My second day of work with Bernice began at five in the morning, which marked the beginning of the commute into Boston proper, though I didn't actually meet up with her until ten o'clock.
4"x5" film
After a second light breakfast, and some chatting about the previous day's work, we got things underway. I had hoped to do some indoor work with Bernice, and one look at her apartment told me where we'd work - a comfortable white couch in her living room was perfect.

Lit by a large set of windows, the light on the couch was soft and wonderfully descriptive, giving some beautiful highlights, and nice, flowing shadows. The posing consisted of asking Bernice to "get comfortable" and then exploring the possibilities. One of the strengths of the couch in her living room was it was perfect for lounging about, with large pillows at both ends.
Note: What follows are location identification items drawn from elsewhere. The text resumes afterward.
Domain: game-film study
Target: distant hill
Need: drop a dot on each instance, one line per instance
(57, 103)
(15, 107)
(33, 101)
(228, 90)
Too often in the studio I ask models to get comfortable on hard floors with only a pillow or two - it was nice to ask for something that for once was a reasonable expectation.
4"x5" film
The soft light, combined with Bernice's comfort with modeling, lead to a very strong sequence of images. We worked fairly quickly, moving between poses and perspectives fluidly. I focused on the complementary relationship between the lines and shadows on the couch and those of Bernice's body. I also worked more than usual with limited depth of field. I've been using this technique in the studio recently, but applying it with natural light was unusual for me. The results were very pleasing, with the sharply focused portions pulling the eye to one portion, and the elegantly out-of-focus areas seducing it elsewhere. The combination of the two makes for a very complex visual plane.
4"x5" film
The couch session was a good start to the day. Its pace was totally natural, with Bernice changing poses when she became stiff, and I asking for something different when I'd run out of possibilities. The light, combined with the setting and model, all added up to a perfect combination. The work only came to a close when Bernice and I agreed we'd exhausted the possibilities of the space. We were both eager to get on the road to the spaces we'd planned to work with later in the day, so after a good hour of working with the possibilities on the couch, we packed up the cameras and headed off to New Hampshire.